I get it. There are countless Pinterest images of modern, clean, spartan spaces with empty walls and uncluttered surfaces and maybe a single vase of flowers on the coffee table. Who doesn’t gravitate towards that simplicity and minimalist beauty at times? It’s beguiling.
But as a book lover, as well as a lover of art, sculptures, ceramics, and randomly accrued, beloved bibelot, I find the concept of pure minimalism virtually impossible as a way of living. I get it - I mean, I’m fully aware loads of books take up loads of physical space. They’re a commitment to your lifestyle and how you live and what you see, everyday. You can comfortably store over a thousand books on your Kindle. You can move them around on the magical Cloud. You can thereby keep your walls free of everything books have the power to produce - dust, disarray, and excess.
But, physically, tangibly, they also have the power to produce something much, much greater - nostalgia, romanticism, tactile memories of a past gone by, glorious marginalia, and the connectivity we feel living amongst all of these characters, both fictitious and real. Books give your home a sense of intimacy and individuality. How we live ought to, ideally, reflect the design of our spaces, whether they’re for work or play or both, so if you’re a book lover, we say you should proudly embrace and display those bound pages upon pages of stories, histories, poetry, and prose. Just please don’t ever do this or this because these exemplify pure heathenry and I’m pretty sure your books will hate you forever and try to murder you in your sleep for either of these actions.
Here are some Lily Spindle design tips for those fellow book lovers among us:
#1) Don’t be afraid to go to the ceiling with your shelves. Aim high! Reach for the stars, so to speak! The taller you reach, the taller your ceilings and the more expansive your rooms will feel (we realize it’s counterintuitive, but trust us).
#2) Low bookshelves can give structure to a space (i.e. separating a living from dining area or floating common space surrounding the two) while also providing the obvious: book storage. Bonus: you can use the surface area on top for more books! Or plants, framed photographs, ceramics, et al.

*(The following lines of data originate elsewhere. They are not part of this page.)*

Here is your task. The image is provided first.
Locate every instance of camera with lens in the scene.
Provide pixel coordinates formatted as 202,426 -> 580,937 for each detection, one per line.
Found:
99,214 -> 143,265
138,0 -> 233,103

#3) It’s not just the monsters who live under the stairs - it’s some of the best little reading nooks we’ve ever seen! These typically vacant spaces can be utilized as mini-library/reading rooms, especially if you’ve got small children who haven’t seen the referenced film and can comfortably hang out underneath a staircase.
#4) Get some good lighting on them, if possible. A well-placed sconce or two can make bookshelves come to life.
#5) Mix some art and ceramics into your bookshelves if you want to break up the uniformity of the collection. Or keep it simple with solely all books, but vary your vertical and horizontal placement. Or don’t! All books standing tall is irrefutably excellent, too.
And never EVER be ashamed of that disorganized book pile on your nightstand. It’s a testament to your curiosity about the world, your imagination, and your love of the written word. And that, in and of itself, is a THING OF BEAUTY!
Hope these rooms, corners, libraries, hallways and a bathroom (!) get your bookworm hearts a-pumpin’ and inspired!